In providing this “reasonable expectations” fifth down to Fall, the court focused on whether the bar had notice of the A&B exclusion – although it did not address that the bar seemingly had notice of it because it was contained in the policy. In addition, is an Assault & Battery exclusion, when it was very likely contained in the general liability policy by way of endorsement, so-called “boilerplate.”

Putting all this aside, the court explained why summary judgment was not appropriate:

“This case presents a material issue of fact as to whether Gin-Cor had a reasonable expectation that it would be covered for the underlying event. Gin-Cor’s manager, Les Corieri, states in an affidavit that he has owned and operated ‘approximately forty to fifty’ nightclubs in his career.
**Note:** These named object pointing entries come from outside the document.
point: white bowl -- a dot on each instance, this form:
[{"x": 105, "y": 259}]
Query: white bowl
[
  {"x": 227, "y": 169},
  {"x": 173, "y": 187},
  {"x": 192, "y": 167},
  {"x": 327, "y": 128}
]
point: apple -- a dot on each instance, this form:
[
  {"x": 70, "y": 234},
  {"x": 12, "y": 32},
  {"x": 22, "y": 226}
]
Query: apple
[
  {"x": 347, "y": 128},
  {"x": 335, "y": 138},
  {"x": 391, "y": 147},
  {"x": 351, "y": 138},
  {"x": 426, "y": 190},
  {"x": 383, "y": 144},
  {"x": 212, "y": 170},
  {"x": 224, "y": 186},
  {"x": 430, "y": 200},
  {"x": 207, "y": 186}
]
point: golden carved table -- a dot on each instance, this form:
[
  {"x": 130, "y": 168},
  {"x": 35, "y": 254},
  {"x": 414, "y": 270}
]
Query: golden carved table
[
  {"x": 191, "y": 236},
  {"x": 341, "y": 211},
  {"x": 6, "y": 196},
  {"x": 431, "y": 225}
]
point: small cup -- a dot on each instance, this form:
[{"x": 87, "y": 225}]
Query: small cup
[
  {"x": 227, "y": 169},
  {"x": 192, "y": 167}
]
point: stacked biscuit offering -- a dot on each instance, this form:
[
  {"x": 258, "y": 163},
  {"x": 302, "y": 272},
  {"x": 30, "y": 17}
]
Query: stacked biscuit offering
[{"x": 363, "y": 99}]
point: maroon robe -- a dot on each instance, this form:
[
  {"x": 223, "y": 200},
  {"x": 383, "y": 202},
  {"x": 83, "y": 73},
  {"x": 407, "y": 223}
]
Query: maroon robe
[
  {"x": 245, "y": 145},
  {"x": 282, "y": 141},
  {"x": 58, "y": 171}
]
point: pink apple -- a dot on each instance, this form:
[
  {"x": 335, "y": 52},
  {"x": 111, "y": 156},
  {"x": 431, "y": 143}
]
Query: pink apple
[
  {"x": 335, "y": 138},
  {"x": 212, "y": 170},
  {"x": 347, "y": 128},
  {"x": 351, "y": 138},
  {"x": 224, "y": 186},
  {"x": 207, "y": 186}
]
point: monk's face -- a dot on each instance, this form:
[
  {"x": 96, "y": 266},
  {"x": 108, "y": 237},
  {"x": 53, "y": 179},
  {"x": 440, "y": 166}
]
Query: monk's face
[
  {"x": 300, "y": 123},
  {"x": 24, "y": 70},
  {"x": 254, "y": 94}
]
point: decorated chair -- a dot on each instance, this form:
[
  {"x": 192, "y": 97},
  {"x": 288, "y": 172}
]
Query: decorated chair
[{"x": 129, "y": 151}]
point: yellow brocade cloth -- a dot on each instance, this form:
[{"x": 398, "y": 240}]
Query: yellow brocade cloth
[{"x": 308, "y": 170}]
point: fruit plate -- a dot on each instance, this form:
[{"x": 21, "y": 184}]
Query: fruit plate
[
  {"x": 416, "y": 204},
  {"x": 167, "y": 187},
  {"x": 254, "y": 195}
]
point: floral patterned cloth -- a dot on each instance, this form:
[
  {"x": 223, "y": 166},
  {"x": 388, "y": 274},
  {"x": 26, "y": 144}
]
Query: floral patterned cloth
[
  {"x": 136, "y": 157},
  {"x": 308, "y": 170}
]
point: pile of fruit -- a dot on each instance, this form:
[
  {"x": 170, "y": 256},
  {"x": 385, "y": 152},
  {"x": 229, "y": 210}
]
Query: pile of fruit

Corieri avers that ‘I have always insisted that the liability insurance for nightclubs I own cover claims and related circumstances like those alleged in [the underlying action].’ He states that Gin-Cor had no prior notice of the assault and battery exclusion, and, had it been notified, it ‘would have insisted on obtaining this coverage from [First Mercury] or from another carrier.’ Corieri adds that ‘[i]t has been my experience that . . . situations involving unruly and/or disorderly guests and patrons involved in physical altercations [] are a known risk of operating a nightclub, and therefore I would have required the liability insurer covering my nightclubs to provide coverage for these types of claims.’ This affidavit creates a question of fact as to whether Gin-Cor had notice of the assault and battery exclusion, an exclusion that, in this case, eliminated coverage that Corieri avows he expected to have. If it is true that Gin-Cor did not have notice of the exclusion, then First Mercury may have had reason to know that Gin-Cor did not agree to the exclusion. This evidence is sufficient to create an issue of fact that precludes summary judgment.”

Looking at the decision through a national lens, I think it is an anomaly and does not reflect proper application of the reasonable expectations doctrine. But, nonetheless, the reasoning could preclude some bars -- at least initially -- from being dumped on the sidewalk when seeking coverage for an altercation claim in the face of an A&B exclusion.